In a report to the CSW, the New York-based human rights group, Equality Now, says that more than 25 countries (out of 192), including India, Pakistan, Malaysia, Mexico, Lesotho, Kuwait, Turkey, Romania, Serbia, Peru, France and Switzerland, have either repealed or amended laws that were clearly discriminatory against women.

The United Nations says that in spite of advances, discrimination against women persists in law and in practice.

“The effective implementation and enforcement of these laws remains an issue.

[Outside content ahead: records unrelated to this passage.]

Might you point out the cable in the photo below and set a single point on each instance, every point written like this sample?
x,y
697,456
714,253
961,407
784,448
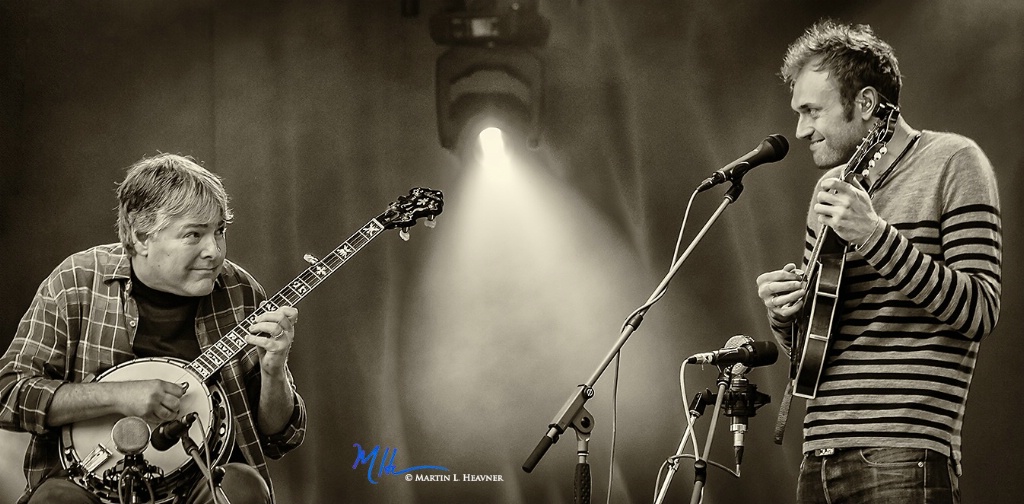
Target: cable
x,y
614,415
642,309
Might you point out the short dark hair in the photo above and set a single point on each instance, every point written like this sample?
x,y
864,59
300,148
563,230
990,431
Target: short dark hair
x,y
852,54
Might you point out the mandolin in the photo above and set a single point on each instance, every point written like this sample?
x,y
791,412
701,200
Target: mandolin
x,y
824,266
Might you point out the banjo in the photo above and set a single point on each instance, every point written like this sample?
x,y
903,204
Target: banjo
x,y
87,448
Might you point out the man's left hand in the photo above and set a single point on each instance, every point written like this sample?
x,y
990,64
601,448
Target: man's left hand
x,y
847,209
272,334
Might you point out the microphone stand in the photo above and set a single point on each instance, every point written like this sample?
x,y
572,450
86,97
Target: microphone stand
x,y
573,408
215,476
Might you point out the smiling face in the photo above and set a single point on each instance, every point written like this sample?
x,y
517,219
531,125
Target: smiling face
x,y
833,132
184,257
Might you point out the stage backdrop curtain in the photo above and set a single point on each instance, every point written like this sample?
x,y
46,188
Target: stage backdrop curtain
x,y
458,347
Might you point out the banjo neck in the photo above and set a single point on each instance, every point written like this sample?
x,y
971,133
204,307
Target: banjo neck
x,y
219,353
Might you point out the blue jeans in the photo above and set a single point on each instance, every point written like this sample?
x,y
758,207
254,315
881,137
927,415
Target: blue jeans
x,y
876,475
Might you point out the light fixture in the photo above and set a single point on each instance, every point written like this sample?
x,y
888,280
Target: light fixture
x,y
488,75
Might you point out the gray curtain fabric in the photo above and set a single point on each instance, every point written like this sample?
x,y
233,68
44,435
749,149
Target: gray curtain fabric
x,y
458,347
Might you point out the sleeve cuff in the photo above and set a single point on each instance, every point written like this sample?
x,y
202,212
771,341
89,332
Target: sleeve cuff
x,y
38,394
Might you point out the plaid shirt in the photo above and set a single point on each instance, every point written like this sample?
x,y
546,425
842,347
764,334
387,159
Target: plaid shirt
x,y
82,322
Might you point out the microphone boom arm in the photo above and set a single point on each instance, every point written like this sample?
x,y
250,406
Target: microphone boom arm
x,y
576,403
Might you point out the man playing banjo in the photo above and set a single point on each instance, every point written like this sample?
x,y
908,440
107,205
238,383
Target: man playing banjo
x,y
165,294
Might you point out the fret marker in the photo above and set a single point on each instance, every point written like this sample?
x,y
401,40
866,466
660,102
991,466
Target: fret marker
x,y
372,228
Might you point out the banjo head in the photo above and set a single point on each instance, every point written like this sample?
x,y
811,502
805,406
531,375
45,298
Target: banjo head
x,y
88,451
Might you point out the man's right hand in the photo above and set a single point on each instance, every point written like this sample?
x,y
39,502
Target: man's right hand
x,y
782,292
154,401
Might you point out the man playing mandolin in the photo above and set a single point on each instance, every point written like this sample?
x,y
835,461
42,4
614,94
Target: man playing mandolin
x,y
165,291
916,218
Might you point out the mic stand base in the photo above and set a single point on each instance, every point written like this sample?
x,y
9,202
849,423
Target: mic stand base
x,y
214,475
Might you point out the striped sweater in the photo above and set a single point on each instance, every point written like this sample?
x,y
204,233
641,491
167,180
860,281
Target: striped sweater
x,y
916,299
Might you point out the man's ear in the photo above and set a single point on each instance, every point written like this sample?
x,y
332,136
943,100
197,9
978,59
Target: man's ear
x,y
865,102
140,243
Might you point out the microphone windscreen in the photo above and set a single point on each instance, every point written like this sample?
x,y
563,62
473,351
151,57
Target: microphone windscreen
x,y
130,435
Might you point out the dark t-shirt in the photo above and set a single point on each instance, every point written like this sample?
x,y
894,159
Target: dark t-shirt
x,y
166,323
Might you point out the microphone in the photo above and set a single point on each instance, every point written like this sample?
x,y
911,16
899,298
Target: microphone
x,y
772,149
747,351
170,432
738,384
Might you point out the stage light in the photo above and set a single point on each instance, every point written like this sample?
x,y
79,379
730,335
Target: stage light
x,y
488,76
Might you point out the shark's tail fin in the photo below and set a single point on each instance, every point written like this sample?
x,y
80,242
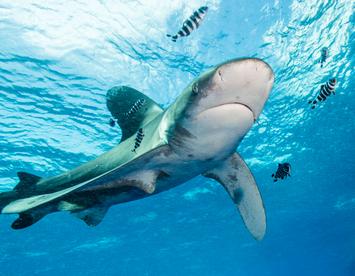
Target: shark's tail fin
x,y
26,187
173,37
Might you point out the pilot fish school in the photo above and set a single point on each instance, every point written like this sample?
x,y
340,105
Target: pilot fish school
x,y
146,162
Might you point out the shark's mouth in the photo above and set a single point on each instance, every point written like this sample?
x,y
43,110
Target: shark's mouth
x,y
243,104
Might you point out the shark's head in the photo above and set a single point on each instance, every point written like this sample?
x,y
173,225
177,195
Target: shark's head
x,y
246,82
222,104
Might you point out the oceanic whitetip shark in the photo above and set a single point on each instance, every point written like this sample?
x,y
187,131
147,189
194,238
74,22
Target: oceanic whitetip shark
x,y
160,149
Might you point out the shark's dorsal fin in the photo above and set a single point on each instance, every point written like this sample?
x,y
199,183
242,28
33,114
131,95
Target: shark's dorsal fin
x,y
27,181
131,109
239,182
92,216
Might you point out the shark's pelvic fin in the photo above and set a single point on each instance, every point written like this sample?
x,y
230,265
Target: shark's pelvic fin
x,y
26,219
27,182
239,182
131,109
92,216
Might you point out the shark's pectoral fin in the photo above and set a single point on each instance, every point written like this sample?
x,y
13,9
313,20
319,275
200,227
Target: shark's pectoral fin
x,y
25,220
239,182
144,180
92,216
131,109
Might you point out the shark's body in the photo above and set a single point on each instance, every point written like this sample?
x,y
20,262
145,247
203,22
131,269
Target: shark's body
x,y
197,134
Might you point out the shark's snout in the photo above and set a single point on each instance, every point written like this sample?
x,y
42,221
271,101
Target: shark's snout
x,y
244,81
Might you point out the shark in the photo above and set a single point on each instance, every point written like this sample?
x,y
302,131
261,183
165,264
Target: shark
x,y
198,134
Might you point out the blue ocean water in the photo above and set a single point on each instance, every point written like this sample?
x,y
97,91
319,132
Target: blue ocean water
x,y
58,59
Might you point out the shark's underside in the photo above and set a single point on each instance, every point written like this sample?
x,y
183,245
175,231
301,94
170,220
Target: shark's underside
x,y
160,149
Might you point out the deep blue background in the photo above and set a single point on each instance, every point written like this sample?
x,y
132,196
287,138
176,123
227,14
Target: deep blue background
x,y
58,58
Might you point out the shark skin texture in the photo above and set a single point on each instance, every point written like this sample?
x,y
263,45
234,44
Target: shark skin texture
x,y
160,149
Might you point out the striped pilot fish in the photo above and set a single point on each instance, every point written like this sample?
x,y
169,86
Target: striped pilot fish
x,y
325,91
135,107
190,24
282,172
138,140
324,55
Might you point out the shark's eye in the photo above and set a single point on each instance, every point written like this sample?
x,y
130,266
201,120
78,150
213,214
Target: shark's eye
x,y
195,88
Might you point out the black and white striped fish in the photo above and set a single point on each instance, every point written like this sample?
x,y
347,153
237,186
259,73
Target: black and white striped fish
x,y
138,140
135,107
282,172
325,91
324,56
190,24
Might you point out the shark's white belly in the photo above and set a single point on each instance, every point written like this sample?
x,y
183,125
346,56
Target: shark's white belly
x,y
214,133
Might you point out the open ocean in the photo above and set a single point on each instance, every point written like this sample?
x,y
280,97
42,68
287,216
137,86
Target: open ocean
x,y
59,58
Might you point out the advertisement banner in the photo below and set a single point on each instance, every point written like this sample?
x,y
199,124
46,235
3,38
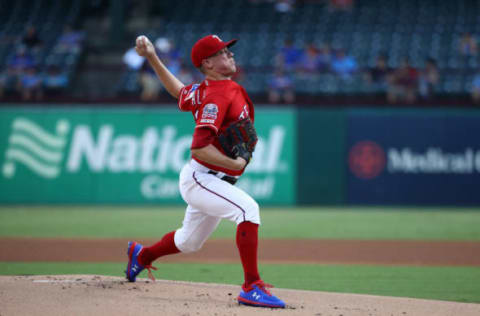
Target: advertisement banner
x,y
429,157
126,156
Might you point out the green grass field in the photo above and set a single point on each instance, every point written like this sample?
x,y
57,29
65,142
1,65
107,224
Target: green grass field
x,y
445,283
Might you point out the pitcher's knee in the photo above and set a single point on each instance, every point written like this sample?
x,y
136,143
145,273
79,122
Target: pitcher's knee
x,y
252,212
187,244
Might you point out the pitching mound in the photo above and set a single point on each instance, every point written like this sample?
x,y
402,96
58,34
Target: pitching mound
x,y
101,295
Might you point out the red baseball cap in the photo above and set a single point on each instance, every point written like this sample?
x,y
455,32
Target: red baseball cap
x,y
208,46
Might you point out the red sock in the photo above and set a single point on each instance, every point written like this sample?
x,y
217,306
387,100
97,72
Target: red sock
x,y
247,243
164,247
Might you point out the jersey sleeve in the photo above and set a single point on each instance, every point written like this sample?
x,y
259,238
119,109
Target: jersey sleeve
x,y
187,97
202,137
212,112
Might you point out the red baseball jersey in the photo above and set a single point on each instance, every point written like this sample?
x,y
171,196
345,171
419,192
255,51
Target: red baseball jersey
x,y
215,104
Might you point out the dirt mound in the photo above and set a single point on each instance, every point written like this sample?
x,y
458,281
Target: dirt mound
x,y
101,295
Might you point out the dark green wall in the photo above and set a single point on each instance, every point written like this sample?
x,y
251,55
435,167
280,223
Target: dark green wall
x,y
321,166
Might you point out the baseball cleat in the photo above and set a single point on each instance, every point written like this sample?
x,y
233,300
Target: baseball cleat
x,y
257,295
134,267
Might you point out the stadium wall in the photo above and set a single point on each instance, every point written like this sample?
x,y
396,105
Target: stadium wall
x,y
305,156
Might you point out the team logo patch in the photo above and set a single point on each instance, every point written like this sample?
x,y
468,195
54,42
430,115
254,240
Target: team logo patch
x,y
210,111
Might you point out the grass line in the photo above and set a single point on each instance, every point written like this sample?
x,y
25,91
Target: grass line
x,y
460,284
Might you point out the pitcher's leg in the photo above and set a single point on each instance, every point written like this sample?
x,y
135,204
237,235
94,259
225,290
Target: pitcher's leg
x,y
197,227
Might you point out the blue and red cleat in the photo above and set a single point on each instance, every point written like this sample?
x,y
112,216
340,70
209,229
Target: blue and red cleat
x,y
134,267
257,295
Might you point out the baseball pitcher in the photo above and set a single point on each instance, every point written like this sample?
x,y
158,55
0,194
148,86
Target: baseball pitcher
x,y
223,142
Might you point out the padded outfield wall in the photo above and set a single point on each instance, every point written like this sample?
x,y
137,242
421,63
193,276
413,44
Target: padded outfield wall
x,y
304,156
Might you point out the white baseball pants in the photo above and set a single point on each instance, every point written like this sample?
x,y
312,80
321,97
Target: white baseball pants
x,y
209,200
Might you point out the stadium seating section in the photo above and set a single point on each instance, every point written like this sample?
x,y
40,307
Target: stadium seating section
x,y
416,29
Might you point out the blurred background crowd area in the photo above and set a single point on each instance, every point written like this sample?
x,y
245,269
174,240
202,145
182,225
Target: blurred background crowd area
x,y
414,52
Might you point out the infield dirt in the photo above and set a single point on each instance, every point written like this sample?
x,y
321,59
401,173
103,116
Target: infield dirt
x,y
101,295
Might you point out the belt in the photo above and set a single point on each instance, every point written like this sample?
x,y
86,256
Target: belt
x,y
231,180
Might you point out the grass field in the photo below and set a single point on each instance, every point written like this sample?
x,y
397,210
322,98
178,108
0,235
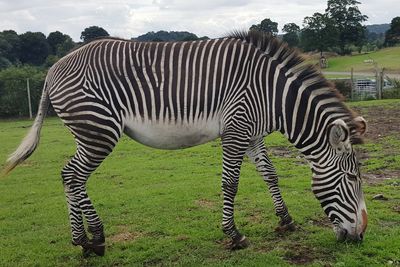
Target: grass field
x,y
387,58
164,207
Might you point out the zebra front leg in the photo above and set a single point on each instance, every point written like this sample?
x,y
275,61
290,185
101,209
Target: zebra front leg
x,y
258,155
233,152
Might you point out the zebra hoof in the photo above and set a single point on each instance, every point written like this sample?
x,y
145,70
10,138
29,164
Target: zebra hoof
x,y
239,243
290,227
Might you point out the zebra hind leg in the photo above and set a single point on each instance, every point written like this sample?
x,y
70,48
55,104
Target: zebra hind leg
x,y
258,155
75,175
234,149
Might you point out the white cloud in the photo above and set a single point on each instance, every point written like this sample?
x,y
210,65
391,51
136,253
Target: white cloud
x,y
129,18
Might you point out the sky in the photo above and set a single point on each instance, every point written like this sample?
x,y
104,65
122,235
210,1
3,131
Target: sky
x,y
131,18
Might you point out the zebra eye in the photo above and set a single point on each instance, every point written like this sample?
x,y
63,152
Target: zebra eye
x,y
352,177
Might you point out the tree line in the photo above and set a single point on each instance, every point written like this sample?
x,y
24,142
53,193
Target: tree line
x,y
340,29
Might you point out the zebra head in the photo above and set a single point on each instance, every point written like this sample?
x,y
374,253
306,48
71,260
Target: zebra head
x,y
337,182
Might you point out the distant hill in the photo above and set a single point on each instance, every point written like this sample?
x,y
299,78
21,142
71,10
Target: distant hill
x,y
378,28
164,36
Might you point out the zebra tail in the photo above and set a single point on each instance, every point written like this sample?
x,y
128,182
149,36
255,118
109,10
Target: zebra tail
x,y
31,140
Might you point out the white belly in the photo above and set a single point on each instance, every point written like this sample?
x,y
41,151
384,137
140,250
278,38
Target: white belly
x,y
171,135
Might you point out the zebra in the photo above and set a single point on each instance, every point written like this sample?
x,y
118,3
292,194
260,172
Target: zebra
x,y
175,95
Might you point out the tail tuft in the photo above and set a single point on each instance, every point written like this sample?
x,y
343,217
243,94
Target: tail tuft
x,y
31,140
25,149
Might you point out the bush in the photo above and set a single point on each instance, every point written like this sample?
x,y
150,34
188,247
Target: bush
x,y
393,92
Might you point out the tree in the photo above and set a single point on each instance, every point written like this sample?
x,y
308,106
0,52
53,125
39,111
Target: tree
x,y
65,47
318,33
10,46
291,35
93,32
55,39
347,19
392,35
266,25
34,48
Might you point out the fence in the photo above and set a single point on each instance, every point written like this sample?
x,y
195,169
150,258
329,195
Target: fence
x,y
365,87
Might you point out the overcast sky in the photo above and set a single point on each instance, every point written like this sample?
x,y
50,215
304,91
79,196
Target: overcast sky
x,y
130,18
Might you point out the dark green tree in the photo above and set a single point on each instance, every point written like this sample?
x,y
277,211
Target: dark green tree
x,y
266,25
348,20
392,35
55,39
65,47
291,35
93,32
10,46
318,33
34,48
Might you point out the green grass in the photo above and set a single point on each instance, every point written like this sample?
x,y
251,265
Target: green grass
x,y
388,58
164,207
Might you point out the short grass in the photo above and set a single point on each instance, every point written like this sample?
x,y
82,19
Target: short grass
x,y
164,207
387,58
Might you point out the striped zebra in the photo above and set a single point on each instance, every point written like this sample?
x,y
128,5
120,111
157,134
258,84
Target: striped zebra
x,y
180,94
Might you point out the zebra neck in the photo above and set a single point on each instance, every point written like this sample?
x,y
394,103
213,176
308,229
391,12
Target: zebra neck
x,y
308,107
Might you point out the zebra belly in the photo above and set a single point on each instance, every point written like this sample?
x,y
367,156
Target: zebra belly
x,y
167,135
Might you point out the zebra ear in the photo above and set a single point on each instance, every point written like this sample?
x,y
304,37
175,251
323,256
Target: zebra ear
x,y
362,125
339,135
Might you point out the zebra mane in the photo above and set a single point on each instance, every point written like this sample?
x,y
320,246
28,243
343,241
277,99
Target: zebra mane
x,y
280,51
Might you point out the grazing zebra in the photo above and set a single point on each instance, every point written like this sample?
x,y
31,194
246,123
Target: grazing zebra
x,y
180,94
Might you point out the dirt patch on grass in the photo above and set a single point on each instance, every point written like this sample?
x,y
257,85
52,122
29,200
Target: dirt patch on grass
x,y
205,203
299,254
322,222
124,235
396,208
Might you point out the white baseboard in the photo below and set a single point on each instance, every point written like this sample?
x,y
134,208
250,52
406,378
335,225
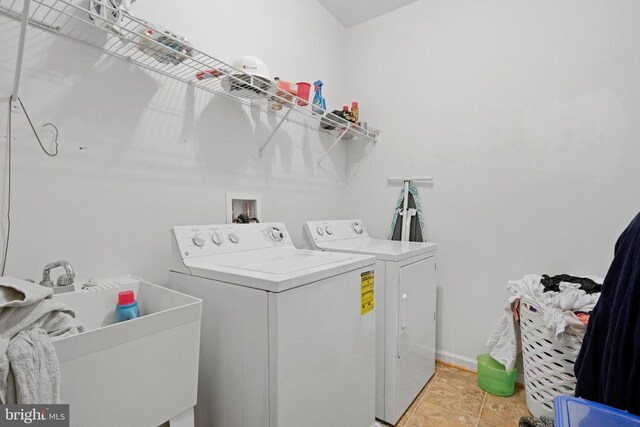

Many women suffer numerous forms of discrimination and limited access to rights, resources and opportunities,” it notes.

A draft resolution adopted Monday by the CSW calls on the U.N. system, international and regional organisations, as well as all women and men, “to fully commit themselves and to intensify their contributions to the implementation” of the Beijing Platform for Action.

Aminata Toure, chief of the Gender, Human Rights and Culture Branch of the U.N. Population Fund (UNFPA), told IPS that by adopting the resolution, the international community has unanimously reaffirmed that women’s rights are central to human advancement.

The CSW declaration, she pointed out, “should be followed by concrete actions, including sufficient fundings for gender equality programmes, enactment, implementation of gender equality laws and affirmative actions to achieve equality between men and women in both the private and public spheres.”

Meanwhile, in a statement released Monday, HRW said the Saudi government needs to free Sawsan Salim and keep its promise to end its discriminatory system of justice.

In June 2009, during a review of the country’s human rights record, Saudi Arabia accepted a recommendation by the Geneva-based U.N. Human Rights Council to abolish the legal guardianship system.

However, said HRW, the government has taken no steps to carry out its promise.

Khalife told IPS that one topic on which Human Rights Watch has done extensive research is the issue of live-in domestic workers in Saudi Arabia.

She said Saudi Arabia is host to more than 1.5 million women migrant domestic workers from countries such as Indonesia, Sri Lanka, Ethiopia, and the Philippines.

“Our research has found that the strong restrictions on these women’s freedom of movement, while a problem in many countries, are particularly pronounced in Saudi Arabia,” she said.

She said these domestic workers are often confined to their employer’s house and their isolation in these private homes makes them at risk of physical and sexual abuse.

Saudi Arabia’s government has been extremely poor in its response to such cases.

For example, in one case the charges were dropped despite the fact that the employer had confessed to beating a domestic worker severely – she required some of her fingers and toes to be amputated – and where the authorities had extensive physical evidence.

“Domestic workers who suffer abuse have a hard time getting their employers prosecuted, and instead may face counter allegations of adultery, witchcraft, and theft,” Khalife added.

Asked what role international institutions can play to help rectify these abuses, she said the United Nations can hold governments accountable for not fulfilling their international obligations.

Most countries in the Middle East have signed on the Convention on the Elimination of All Forms of Discrimination Against Women (CEDAW), but unfortunately most have placed reservations rendering some of the core provisions in the Convention obsolete, she added.

The International Labour Organisation (ILO) is currently considering a new treaty on domestic work, and creating strong protections in this treaty would be extremely useful for countries to bring their national laws in line with international standards.

The ILO should also provide technical advice to governments to make important labour and immigration reforms on the issue of migrant labour.

The U.N. Office on Drugs and Crime (UNODC) does a lot of anti-trafficking work and should make more explicit connections between the types of discrimination taking place in labour laws and immigration regulations and the risk of trafficking into forced labour, she declared.